18.07.2023

Öffentlich

KMSKA in Antwerpen: Zwei Museen in einem

Kultur
Keine klassische Erweiterung, sondern zwei Museen in einem: Das Rotterdamer Büro KAAN Architecten setzte einen asymmetrischen Neubau in die vier Innenhöfe des neoklassizistischen Bestandsgebäudes. Foto: Karin Borghouts
Keine klassische Erweiterung, sondern zwei Museen in einem: Das Rotterdamer Büro KAAN Architecten setzte einen asymmetrischen Neubau in die vier Innenhöfe des neoklassizistischen Bestandsgebäudes. Foto: Karin Borghouts

Nach elf Jahren Umbau eröffnete das Königliche Museum der Schönen Künste Antwerpen (KMSKA) im September 2022 wieder. Das Makeover des Museums ist clever: KAAN Architecten setzten einen asymmetrischen Neubau mit zehn Hochglanz-Räumen in das Bestandsgebäude und erweiterten damit die Schaufläche um 40 Prozent.
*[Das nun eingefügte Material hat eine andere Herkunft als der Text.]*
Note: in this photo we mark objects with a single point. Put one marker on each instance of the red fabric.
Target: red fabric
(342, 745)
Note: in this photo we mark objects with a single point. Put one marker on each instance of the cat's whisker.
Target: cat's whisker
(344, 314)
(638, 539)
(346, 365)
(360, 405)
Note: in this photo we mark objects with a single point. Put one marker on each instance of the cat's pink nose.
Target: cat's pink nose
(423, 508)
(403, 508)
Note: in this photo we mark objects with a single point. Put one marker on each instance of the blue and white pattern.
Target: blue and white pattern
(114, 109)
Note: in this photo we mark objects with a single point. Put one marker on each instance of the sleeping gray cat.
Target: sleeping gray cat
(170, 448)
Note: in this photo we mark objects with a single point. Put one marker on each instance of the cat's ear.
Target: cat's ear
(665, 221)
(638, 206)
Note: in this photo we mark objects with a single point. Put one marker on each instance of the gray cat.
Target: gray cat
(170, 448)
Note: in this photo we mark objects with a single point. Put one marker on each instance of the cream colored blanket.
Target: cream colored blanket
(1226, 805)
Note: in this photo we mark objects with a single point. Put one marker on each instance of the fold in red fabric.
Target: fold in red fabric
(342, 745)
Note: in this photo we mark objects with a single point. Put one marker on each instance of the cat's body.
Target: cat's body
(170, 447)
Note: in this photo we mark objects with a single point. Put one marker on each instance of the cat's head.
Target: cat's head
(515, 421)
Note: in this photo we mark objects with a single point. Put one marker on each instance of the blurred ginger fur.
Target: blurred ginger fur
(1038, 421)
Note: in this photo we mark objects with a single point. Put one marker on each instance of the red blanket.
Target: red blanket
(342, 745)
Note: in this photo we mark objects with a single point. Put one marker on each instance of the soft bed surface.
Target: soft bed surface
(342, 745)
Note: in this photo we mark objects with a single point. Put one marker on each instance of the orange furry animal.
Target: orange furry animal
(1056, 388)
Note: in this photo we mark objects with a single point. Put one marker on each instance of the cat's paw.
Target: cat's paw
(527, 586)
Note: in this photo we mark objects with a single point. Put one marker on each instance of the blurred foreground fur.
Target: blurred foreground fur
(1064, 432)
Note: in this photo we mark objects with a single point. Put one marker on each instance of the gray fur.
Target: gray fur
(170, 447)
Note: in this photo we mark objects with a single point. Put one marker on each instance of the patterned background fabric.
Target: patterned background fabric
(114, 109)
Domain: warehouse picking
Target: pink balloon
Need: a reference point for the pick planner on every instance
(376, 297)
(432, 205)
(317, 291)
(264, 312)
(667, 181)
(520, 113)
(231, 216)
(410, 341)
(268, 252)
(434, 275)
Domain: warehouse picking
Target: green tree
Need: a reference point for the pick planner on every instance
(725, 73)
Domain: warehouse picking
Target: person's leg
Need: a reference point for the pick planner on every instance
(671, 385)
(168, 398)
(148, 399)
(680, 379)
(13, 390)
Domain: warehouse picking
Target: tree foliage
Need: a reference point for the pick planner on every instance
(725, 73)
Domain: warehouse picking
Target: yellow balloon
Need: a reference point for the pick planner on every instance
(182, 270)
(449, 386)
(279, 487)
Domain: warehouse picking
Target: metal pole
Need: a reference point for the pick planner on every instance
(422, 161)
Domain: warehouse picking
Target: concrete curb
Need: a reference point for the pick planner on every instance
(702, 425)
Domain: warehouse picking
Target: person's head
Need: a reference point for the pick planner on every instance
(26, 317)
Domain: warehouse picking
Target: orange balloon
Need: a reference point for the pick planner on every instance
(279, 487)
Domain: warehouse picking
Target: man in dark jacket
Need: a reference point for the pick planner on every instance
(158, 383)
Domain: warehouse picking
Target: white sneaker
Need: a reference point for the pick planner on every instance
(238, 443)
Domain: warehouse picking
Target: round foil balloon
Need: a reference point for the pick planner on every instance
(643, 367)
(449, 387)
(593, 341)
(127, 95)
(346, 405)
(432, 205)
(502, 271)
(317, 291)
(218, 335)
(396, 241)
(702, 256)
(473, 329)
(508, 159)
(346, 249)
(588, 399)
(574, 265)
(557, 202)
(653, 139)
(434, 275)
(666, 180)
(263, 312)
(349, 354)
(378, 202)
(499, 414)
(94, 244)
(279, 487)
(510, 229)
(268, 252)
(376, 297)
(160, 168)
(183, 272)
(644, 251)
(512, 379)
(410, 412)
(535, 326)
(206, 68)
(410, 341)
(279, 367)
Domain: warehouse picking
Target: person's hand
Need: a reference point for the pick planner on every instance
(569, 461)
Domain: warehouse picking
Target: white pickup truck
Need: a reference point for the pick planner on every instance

Das nach elf Jahren Umbau wiedereröffnete Königliche Museum der Schönen Künste Antwerpen (KMSKA. Foto: KMSKA /© KAAN Architecten
Das nach elf Jahren Umbau wiedereröffnete Königliche Museum der Schönen Künste Antwerpen (KMSKA. Foto: KMSKA /© KAAN Architecten
Foto: KMSKA /© KAAN Architecten
Foto: KMSKA / © KAAN Architecten

Mangel an Ausstellungsfläche im KMSKA

Elf Jahre. So lange war das Königliche Museum für Schöne Künste Antwerpen (KMSKA), eines der bedeutendsten Museen Belgiens, wegen Sanierungs-, Restaurierungs- und Erweiterungsarbeiten für die Öffentlichkeit nicht zugänglich. Ende September 2022 öffnete der prächtige Kunsttempel seine Pforten und überraschte mit einem Erweiterungsbau, der nach außen hin überhaupt nicht sichtbar ist. Denn eines der Hauptprobleme des Bestandsgebäudes aus dem ausgehenden 19. Jahrhundert war – wie aktuell bei vielen Museen durch stetig wachsende Sammlungsbestände – der Mangel an Ausstellungsfläche. Die Lösung dafür ist clever: KAAN Architecten legten die historischen Innenhöfe frei und setzten einen asymmetrischen Neubau passgenau in die ursprüngliche Gebäudestruktur. Damit erweiterten sie die Schaufläche um 40 Prozent, und zwar ohne etwas an der Grundfläche des historischen Hauses zu verändern. Ungewöhnlich, denn Museen, die räumlich expandieren, entscheiden sich in der Regel für einen Anbau oder gar für einen Solitär.

KMSKA © Karin Borghouts
© Karin Borghouts

Wendeltreppe zur Alten Kunst

Mit ihrem genialen Wurf „Zwei Museen in einem“ schufen die Rotterdamer Architekt mehr Platz für ihre berühmten Altmeister von Rubens und Van Dyck sowie James Ensor, einem der wichtigsten modernen Protagonisten der insgesamt 8.400 Werke umfassenden Sammlung des KMSKA (von denen 650 nun ausgestellt sind). Eine Wendeltreppe führt jetzt vom neuen Empfangsbereich hinauf in die neoklassizistische Eingangshalle. Von dort tauchen die Besuchende in die Alte Kunst ein. Durch das monumentale Foyer, das im 19. Jahrhundert von dem Historienmaler Nicaise De Keyser dekoriert wurde – nach wie vor ein Highlight im Museum – flaniert man durch die historischen Säle, die nach ursprünglichen Plänen aufwändig restauriert und instandgesetzt wurden.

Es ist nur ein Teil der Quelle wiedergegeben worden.